Her theology is remarkable for its warmth and for a specific theological position that has attracted increasing attention: her use of maternal imagery for God. “As truly as God is our Father,” she wrote, “so truly is God our Mother.” This was not sentimentality — it was a considered theological statement about the nature of divine love, developed with care and grounded in her visionary experience.
Julian’s most famous statement — “All shall be well, and all shall be well, and all manner of thing shall be well” — is often quoted as a comfort, which it is. But it is also a sophisticated theological position about the ultimate ground of reality, maintained in the face of genuine awareness of suffering and sin.

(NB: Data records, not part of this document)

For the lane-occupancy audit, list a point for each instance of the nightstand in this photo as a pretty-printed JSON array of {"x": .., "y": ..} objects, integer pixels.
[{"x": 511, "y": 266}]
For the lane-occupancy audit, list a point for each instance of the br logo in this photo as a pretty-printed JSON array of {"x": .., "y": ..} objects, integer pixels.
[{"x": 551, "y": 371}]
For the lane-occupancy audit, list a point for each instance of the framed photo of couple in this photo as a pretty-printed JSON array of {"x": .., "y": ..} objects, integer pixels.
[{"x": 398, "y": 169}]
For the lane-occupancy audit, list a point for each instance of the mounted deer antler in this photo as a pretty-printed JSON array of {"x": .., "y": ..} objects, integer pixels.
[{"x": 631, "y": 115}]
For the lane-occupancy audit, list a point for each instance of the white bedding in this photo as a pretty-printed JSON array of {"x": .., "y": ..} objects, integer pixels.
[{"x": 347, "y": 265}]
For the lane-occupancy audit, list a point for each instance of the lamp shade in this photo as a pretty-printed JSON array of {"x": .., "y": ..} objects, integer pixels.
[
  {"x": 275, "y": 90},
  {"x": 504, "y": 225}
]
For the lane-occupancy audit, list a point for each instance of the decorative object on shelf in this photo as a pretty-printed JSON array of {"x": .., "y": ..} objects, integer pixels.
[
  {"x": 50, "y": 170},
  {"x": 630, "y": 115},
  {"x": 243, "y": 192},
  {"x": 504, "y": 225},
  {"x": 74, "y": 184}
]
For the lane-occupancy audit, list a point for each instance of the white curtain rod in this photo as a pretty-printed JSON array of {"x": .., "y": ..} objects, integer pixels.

It is a harder thought than it sounds.
What These Lives Have in Common
Rabi’a, Teresa, Mirabai, Julian — they lived in different centuries, different continents, different traditions. What they share is worth noting.
All of them had a direct, personal, experiential relationship with the divine that they refused to subordinate to social expectation or institutional authority. All of them worked outside or at the margins of official religious structures. All of them were transgressive in gender terms — refusing marriage (Rabi’a, Julian), defying family expectations (Mirabai), navigating the Inquisition (Teresa). All of them left bodies of work of extraordinary quality. And all of them were recognized, within their traditions, as genuine spiritual authorities — even when that recognition came slowly and with resistance.
The women’s mystical tradition is not a footnote to the main story of religion. In many respects, it is where the most interesting thinking about the nature of the divine has happened. The male institutional structures kept women from the seminaries and the pulpits; the women found their way to God anyway, and wrote about what they found with a clarity and courage that still commands attention 8 or 14 centuries later.